OpenAI’s models had created plenty of buzz on Arena when they were released under their codenames, and the official model has done pretty well as well.
GPT-Image-2, the model powering ChatGPT Images 2.0, has claimed the #1 spot across every Image Arena leaderboard — Text-to-Image, Single-Image Edit, and Multi-Image Edit. Arena ranks AI models based on blind human preference votes, making it one of the most credible third-party benchmarks in the industry: users judge outputs without knowing which model produced them.

The Numbers
The margin at the top of the Text-to-Image leaderboard is striking. GPT-Image-2 scored 1,512 — a +242 point lead over second-place Nano Banana 2 (Google’s Gemini 3.1 Flash Image), which scored 1,271. Arena called it the largest gap between #1 and #2 ever recorded on the leaderboard. The sweep extended across all three image categories: a 1,513 score in Single-Image Edit (+125 over Nano Banana Pro) and 1,464 in Multi-Image Edit (+90 over Nano Banana 2). “No model has dominated Image Arena with margins this wide,” Arena wrote in its announcement.
A Clean Sweep Across All 7 Sub-Categories
The dominance wasn’t limited to the top-line leaderboard.

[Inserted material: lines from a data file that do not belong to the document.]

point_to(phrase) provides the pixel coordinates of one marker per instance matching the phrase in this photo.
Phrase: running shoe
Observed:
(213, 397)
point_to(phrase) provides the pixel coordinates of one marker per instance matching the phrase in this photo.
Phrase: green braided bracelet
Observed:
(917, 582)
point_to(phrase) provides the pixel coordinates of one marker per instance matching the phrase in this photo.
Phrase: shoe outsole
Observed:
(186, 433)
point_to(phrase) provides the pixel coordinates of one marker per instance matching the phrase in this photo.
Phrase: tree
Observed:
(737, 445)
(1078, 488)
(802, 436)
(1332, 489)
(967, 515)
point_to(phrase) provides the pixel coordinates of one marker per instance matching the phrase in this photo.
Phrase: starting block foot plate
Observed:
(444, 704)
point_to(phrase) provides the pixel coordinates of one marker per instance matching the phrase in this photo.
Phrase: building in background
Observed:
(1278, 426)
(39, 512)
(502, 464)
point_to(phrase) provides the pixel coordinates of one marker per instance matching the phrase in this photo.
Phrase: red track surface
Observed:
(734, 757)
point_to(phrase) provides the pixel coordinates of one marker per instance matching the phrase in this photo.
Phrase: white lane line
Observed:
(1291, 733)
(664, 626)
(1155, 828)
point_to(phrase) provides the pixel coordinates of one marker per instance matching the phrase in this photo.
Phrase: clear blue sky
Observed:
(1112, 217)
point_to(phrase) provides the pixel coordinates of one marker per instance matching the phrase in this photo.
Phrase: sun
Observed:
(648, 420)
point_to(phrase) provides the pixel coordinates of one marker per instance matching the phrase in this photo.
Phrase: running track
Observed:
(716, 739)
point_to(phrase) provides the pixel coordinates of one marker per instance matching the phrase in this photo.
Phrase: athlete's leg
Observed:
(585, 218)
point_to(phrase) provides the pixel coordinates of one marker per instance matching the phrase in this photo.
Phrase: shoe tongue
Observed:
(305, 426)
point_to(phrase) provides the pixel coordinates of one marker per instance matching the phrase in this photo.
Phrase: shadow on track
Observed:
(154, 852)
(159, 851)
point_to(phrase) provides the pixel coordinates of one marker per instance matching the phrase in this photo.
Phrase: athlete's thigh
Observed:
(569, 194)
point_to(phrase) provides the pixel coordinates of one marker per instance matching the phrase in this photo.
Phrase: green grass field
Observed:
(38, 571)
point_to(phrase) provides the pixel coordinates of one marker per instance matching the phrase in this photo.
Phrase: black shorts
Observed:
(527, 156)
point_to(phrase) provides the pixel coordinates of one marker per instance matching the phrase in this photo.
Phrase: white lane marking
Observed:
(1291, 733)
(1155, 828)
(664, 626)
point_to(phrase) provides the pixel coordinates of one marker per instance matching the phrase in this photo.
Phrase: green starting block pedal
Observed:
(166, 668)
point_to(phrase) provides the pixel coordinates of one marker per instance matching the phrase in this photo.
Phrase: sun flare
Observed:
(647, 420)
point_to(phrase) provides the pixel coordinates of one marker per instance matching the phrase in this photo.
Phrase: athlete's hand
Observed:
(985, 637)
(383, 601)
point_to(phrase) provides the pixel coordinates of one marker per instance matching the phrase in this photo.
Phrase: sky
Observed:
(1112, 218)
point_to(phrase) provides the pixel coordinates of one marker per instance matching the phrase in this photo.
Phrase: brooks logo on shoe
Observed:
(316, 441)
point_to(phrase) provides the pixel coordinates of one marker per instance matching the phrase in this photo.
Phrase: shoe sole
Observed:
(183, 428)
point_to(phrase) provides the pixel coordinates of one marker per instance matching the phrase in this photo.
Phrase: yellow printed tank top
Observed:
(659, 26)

GPT-Image-2 ranked #1 in every single one of Arena’s seven Text-to-Image sub-categories, with particularly large jumps over its predecessor, GPT-Image-1.5 High Fidelity. The gains ranged from +197 points in Art to +316 points in Text Rendering, with Cartoon/Anime/Fantasy and Portraits both seeing +296 point improvements, and Product/Branding, 3D Imaging, and Photorealistic/Cinematic imagery all registering gains in the +247–277 range.
The text rendering improvement deserves particular attention. Accurate in-image text — especially in non-Latin scripts like Hindi, Korean, and Japanese — has been a persistent weakness across image models. A +316 point jump in that category suggests OpenAI has made a meaningful structural fix, not just an incremental one.
Context: The Duct Tape Leaks
The result isn’t entirely surprising to those following Arena closely before the official launch. Earlier this month, three models named maskingtape, gaffertape, and packingtape appeared on the platform with no explanation, quickly drawing attention for their unusually strong world knowledge and text rendering. The AI community suspected they were OpenAI’s, and the GPT-Image-2 launch confirmed it. It’s the same playbook Google used with Nano Banana: stress-test anonymously on Arena, let the Elo scores build the case, then launch publicly.
The difference this time is the scale of the lead. Nano Banana had amassed over 2.5 million votes and built what Arena described as the largest Elo score gap in its history before Google said a word publicly. GPT-Image-2 has now surpassed that record — with a +242 point lead in Text-to-Image and a clean sweep of every sub-category on the board.
What It Means for the Image Wars
The broader competitive picture is worth noting. Google’s Nano Banana models brought 10 million new users to Gemini and briefly pushed it to the top of the App Store — a genuine cultural moment that caught OpenAI off guard. OpenAI responded with GPT-Image-1.5, which topped the Arena leaderboard in December 2025 but never generated comparable mainstream momentum. GPT-Image-2 appears to be a more definitive answer — not just catching up, but pulling away by a margin the industry hasn’t seen before.
Whether Arena scores translate into viral adoption is a separate question. But for developers, enterprises, and anyone choosing an image generation backend, a +242 point margin in blind human preference testing is hard to argue with.